Memories still fresh
The looming prospect of a lockdown is also driving several migrant workers homewards as memories of their struggle last year are still fresh.
Manjunath Kamble, president of the labour cell, said migrant workers who predominantly work in the construction sector are already leaving big cities, too scared that they could be caught in the lockdown once again.
“The government promised Rs 5,000 for migrant workers during last year’s lockdown, but more than 80% of them did not get anything,” Kamble said, adding that labourers should be given food kits and temporary shelters, besides financial compensation, if the government declares another lockdown.

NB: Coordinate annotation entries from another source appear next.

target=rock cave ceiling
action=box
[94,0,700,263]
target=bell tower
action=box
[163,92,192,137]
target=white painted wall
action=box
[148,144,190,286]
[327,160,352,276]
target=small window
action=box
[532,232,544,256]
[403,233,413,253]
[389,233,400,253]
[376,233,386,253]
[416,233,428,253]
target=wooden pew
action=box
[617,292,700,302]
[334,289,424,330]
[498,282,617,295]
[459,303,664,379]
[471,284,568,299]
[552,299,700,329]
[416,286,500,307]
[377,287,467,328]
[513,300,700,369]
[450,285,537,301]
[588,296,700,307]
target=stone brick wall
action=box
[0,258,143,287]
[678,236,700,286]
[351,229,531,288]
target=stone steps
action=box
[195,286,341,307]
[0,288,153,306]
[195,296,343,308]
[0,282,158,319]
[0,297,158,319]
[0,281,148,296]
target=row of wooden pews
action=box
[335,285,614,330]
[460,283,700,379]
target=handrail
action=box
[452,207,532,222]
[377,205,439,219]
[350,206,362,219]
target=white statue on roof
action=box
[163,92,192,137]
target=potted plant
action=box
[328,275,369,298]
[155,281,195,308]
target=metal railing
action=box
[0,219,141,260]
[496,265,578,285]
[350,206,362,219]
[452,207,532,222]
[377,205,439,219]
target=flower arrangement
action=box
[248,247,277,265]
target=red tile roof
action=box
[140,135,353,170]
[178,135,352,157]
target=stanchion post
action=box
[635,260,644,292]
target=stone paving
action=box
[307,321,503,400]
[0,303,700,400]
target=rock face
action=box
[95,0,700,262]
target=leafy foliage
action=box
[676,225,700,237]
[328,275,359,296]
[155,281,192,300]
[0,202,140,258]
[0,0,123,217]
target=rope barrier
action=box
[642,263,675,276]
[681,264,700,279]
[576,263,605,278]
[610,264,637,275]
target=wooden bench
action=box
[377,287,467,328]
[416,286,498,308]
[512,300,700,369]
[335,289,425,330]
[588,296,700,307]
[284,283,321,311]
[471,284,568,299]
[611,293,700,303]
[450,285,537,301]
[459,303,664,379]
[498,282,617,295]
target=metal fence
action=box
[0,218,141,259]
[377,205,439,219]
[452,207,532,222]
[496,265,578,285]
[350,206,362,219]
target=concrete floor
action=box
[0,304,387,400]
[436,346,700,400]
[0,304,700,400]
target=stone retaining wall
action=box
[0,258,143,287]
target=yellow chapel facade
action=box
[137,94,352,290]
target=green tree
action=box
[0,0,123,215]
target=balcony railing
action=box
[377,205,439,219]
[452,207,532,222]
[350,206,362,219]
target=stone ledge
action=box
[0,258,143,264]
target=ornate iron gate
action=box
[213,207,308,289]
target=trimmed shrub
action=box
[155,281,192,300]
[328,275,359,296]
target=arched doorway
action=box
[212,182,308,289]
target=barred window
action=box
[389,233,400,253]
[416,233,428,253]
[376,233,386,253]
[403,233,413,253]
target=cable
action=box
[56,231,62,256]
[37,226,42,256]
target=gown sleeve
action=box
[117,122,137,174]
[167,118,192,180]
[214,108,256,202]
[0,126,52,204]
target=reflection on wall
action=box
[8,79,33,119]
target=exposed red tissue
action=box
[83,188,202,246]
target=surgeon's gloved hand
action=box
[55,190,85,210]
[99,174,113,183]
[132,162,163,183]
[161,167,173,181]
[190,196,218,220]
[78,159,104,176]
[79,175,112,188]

Thousands of street vendors in Bengaluru are scared that the second lockdown would crush their businesses.
North Bengaluru vegetable vendors Muniyamma and Ramegowda said their earnings did not recover since last year and they shudder to think of one more lockdown. “What are we to do if even the Rs 200-300 we earn per day is also gone?” the couple fret.
Mohammad Shabaz, who sells tender coconuts on the footpaths of Vidyaranyapura, has six children and his wife to manage with his meagre income. “I need a minimum of Rs 500 a day,” he said. “How am I to earn without coming here (to the footpath) and selling coconuts? After all, this is my livelihood.”
The government is yet to declare any relief or compensation for the vendors.
Lockdown or no lockdown, these vendors are hoping that people in power would still give them some money as existing restrictions have hit them badly enough.